The £43.8bn (€48.1bn) Northern LGPS is paving the way to open up its real estate investment programme to a greater number of fund managers and like-minded institutional investors.

The collective asset pool has developed a procurement framework that will enable its three underlying pension funds to invest in real estate with more flexibility both individually and collectively.

Kevin Etchells, investment manager at the Greater Manchester Pension Fund (GMPF), who has been leading the development of the framework, said it would allow the funds to “open up to a wider pool of managers and… potential partners”.

Northern LGPS brings together GMPF, Merseyside Pension Fund (MPF) and West Yorkshire Pension Fund (WYPF), making it the largest of the eight Local Government Pension Scheme (LGPS) pools, which were created after the UK government sought to consolidate local authority pension money to help boost infrastructure funding.

Northern LGPS is not planning to consolidate the existing real estate portfolios of the three pension funds, which comprise a mixture of direct and indirect holdings worth about £2bn, but will rather focus on collaborating in the future.

Etchells said consolidating existing real estate assets was unlikely to provide benefits that would justify the costs and governance challenges involved. The three funds are “in different parts of their journeys” in developing their real estate exposures and merging them would not “create a synergised portfolio”, he said.

For instance, GMPF and MPF have well established direct property portfolios, while WYPF is invested predominantly through pooled funds. In addition, GMPF has an investment programme focused on the regeneration of the North West of England.

The procurement framework would provide potential for collaborating in the future, either through shared mandates or one-off transactions.

It mirrors the wider approach to asset pooling being adopted by Northern LGPS, which unlike other pools is not establishing an FCA-regulated entity.

“We’re treating pooling quite differently in comparison to a lot of the others,” says Etchells. “It may well work for pools which have much smaller entities and in larger numbers, but with our pool it’s three quite significantly sized funds anyway, where we are already arguably benefiting from that scale on our own.”

That said, working in combination should enable the three Northern LGPS funds to take on bigger transactions on their own and, potentially, joint ventures with other large institutional investors.
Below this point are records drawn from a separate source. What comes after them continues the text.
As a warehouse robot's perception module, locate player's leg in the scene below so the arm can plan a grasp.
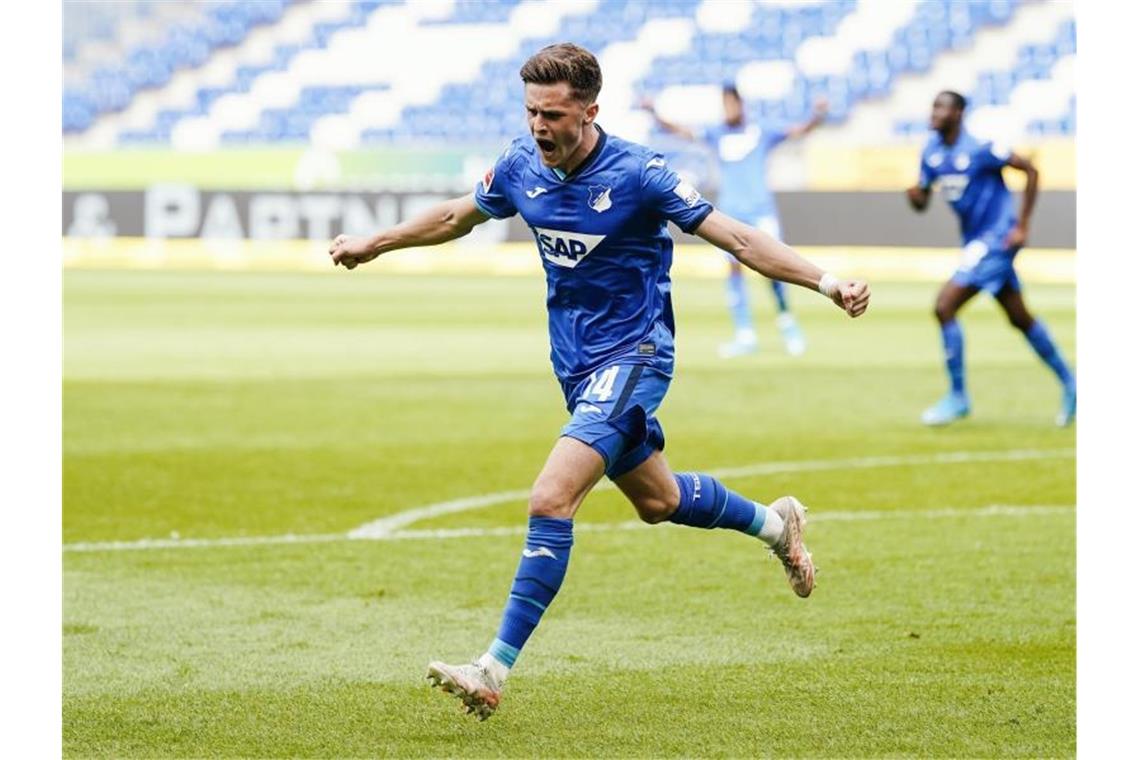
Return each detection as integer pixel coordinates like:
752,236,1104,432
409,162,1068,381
613,450,815,597
994,275,1076,426
720,254,759,359
428,436,605,720
756,215,807,357
922,279,978,425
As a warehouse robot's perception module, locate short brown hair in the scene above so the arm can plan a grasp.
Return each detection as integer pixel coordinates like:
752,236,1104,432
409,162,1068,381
519,42,602,105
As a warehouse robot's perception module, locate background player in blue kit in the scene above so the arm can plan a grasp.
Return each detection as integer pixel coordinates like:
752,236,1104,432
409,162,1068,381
329,44,870,719
642,84,828,358
906,90,1076,426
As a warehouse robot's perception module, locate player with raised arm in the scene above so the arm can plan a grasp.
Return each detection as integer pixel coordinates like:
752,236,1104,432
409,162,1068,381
329,43,870,719
906,90,1076,427
642,84,828,358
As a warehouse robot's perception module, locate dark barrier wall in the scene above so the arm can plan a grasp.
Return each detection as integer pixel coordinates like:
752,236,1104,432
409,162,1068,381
63,185,1076,248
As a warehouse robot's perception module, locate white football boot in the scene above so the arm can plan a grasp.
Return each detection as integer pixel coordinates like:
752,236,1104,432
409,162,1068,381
428,661,503,720
768,496,815,597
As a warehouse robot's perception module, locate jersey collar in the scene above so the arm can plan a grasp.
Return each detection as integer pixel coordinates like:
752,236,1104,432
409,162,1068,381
549,124,605,182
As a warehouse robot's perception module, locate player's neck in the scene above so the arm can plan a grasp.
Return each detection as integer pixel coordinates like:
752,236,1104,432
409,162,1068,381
556,124,600,175
942,124,962,145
“That is something that is really appealing to us now – to work with other like-minded, long-term capital,” Etchells says, “particularly if they have in-house resources as well, because we are a resource-light team.”

Northern LGPS also wants to move away from the trading of smaller real estate assets to owning “large strategic assets which are more sustainable for long-term performance”, and to move into specialist sectors.

This is also where a greater number of real estate fund managers are likely to be required. “This framework will provide us the optionality… to be able to procure managers at given times… and procure managers collectively for new allocations,” Etchells says.

Northern LGPS has issued a tender for services that come in six lots, including discretionary and advisory mandates for UK direct property investments.

The launch of the framework comes at a time of unprecedented economic and market uncertainty, when investors are waiting to see the full effects of the COVID-19 lockdown on real estate values and occupational trends.

But Etchells says the timing could “advantageous”. Responses to the tender are due in July and Etchells says there is no reason to enter the market at the moment.

“There might be pricing benefits towards the latter stages of the year, therefore we want to be able to take advantage of that,” he says. “If this framework allows us to do that then all the better.”